MYOCARDIAL REPOLARIZATION: From Gene to Bedside
Myocardial repolarization is a fundamental electrophysiological process that restores cardiac myocytes to their resting membrane potential after depolarization and contraction. It is essential for the rhythmic and coordinated beating of the heart. Disturbances in repolarization can predispose to malignant arrhythmias and sudden cardiac death, making this process a major focus of both basic cardiovascular research and clinical cardiology. Understanding myocardial repolarization from its genetic basis to bedside applications illustrates the translational journey from molecular mechanisms to patient care.
Cellular and Ionic Basis of Repolarization
At the cellular level, myocardial repolarization corresponds mainly to phases 1, 2, and 3 of the cardiac action potential. After rapid depolarization (phase 0), repolarization begins with transient outward potassium currents, followed by a plateau phase where inward calcium currents balance outward potassium currents. Final repolarization is driven predominantly by delayed rectifier potassium currents. The precise timing and balance of these ionic currents determine action potential duration and refractoriness, which in turn govern heart rate, conduction, and susceptibility to arrhythmias.
Different regions of the heart—atria, ventricles, Purkinje fibers, and epicardial versus endocardial layers—display distinct repolarization characteristics. This heterogeneity is physiologically important, but excessive dispersion of repolarization can create a substrate for reentry and ventricular arrhythmias.
Genetic Regulation of Repolarization
The molecular foundation of myocardial repolarization lies in genes encoding cardiac ion channels, transporters, and their regulatory proteins. Potassium channel genes play a dominant role, as potassium currents are the principal drivers of repolarization. Mutations affecting these genes can alter current density or kinetics, leading to prolonged or abbreviated action potentials.
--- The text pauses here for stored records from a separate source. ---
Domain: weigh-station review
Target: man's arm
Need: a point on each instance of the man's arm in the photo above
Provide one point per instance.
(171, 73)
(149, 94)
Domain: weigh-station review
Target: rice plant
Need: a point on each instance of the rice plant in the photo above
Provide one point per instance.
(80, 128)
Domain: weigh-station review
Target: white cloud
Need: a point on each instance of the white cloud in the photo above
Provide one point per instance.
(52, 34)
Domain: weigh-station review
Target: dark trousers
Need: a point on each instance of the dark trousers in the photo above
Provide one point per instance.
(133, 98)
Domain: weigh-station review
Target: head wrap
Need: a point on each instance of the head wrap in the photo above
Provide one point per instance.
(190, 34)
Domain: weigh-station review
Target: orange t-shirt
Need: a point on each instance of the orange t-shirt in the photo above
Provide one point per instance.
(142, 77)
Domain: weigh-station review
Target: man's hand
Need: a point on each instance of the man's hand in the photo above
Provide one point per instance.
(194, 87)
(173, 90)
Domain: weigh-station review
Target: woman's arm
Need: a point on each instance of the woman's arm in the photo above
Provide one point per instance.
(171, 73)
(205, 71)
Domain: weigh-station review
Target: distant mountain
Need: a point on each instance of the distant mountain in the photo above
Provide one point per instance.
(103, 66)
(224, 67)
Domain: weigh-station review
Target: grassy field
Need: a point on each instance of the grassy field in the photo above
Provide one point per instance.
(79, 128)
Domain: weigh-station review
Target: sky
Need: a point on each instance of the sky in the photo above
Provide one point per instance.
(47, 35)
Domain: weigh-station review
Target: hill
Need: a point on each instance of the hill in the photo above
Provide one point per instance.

Inherited channelopathies exemplify how genetic alterations translate into clinical disease. Long QT syndrome results from delayed repolarization, reflected as QT interval prolongation on the surface electrocardiogram. Conversely, short QT syndrome arises from accelerated repolarization. Other conditions, such as Brugada syndrome, involve repolarization abnormalities particularly affecting the right ventricular outflow tract.
Genetic modifiers, epigenetic regulation, and gene–environment interactions further influence repolarization. Electrolyte disturbances, drugs, autonomic tone, and structural heart disease can unmask or exacerbate genetically determined repolarization defects, highlighting the complexity of translating genotype into phenotype.
Myocardial Repolarization on the Electrocardiogram
At the bedside, myocardial repolarization is primarily assessed using the surface electrocardiogram (ECG). The ST segment, T wave, and QT interval reflect different aspects of ventricular repolarization. QT interval duration, corrected for heart rate, is a key marker of repolarization abnormalities and arrhythmic risk.
T-wave morphology, dispersion of repolarization across leads, and dynamic changes during exercise or autonomic stimulation provide additional insights. Advances such as high-resolution ECG, vectorcardiography, and computerized ECG analysis have improved the detection of subtle repolarization abnormalities that may not be evident on routine recordings.
Clinical Implications and Risk Stratification
Abnormal myocardial repolarization is strongly associated with ventricular tachyarrhythmias, including torsades de pointes and ventricular fibrillation. Both congenital and acquired forms are clinically relevant. Acquired repolarization abnormalities often result from medications, especially antiarrhythmics and non-cardiac drugs that inadvertently block potassium channels, as well as from metabolic disturbances like hypokalemia or hypomagnesemia.
Risk stratification integrates genetic testing, ECG markers, clinical history, and sometimes invasive electrophysiological studies. Family screening is crucial in inherited repolarization disorders, allowing early identification of at-risk individuals before the occurrence of life-threatening events.
Therapeutic Approaches: From Mechanism to Management
Therapy targeting myocardial repolarization is guided by mechanistic understanding. Beta-blockers reduce sympathetic triggers and are first-line therapy in several inherited repolarization disorders. Avoidance of QT-prolonging drugs and correction of electrolyte imbalances are cornerstone strategies.
In high-risk patients, implantable cardioverter-defibrillators provide protection against sudden cardiac death. Emerging approaches include gene-specific therapies, personalized drug selection based on genetic background, and modulation of repolarizing currents through novel pharmacological agents.
Future Directions and Translational Perspectives
The study of myocardial repolarization continues to evolve with advances in genomics, induced pluripotent stem cell models, and computational electrophysiology. These tools enable patient-specific modeling of repolarization abnormalities and prediction of drug effects, bridging laboratory discoveries and individualized bedside care.
In summary, myocardial repolarization represents a continuum from genes encoding ion channels to clinical manifestations detectable on the ECG and managed at the bedside. A comprehensive understanding of this process is essential for preventing arrhythmias and improving cardiovascular outcomes, exemplifying the power of translational medicine in modern cardiology.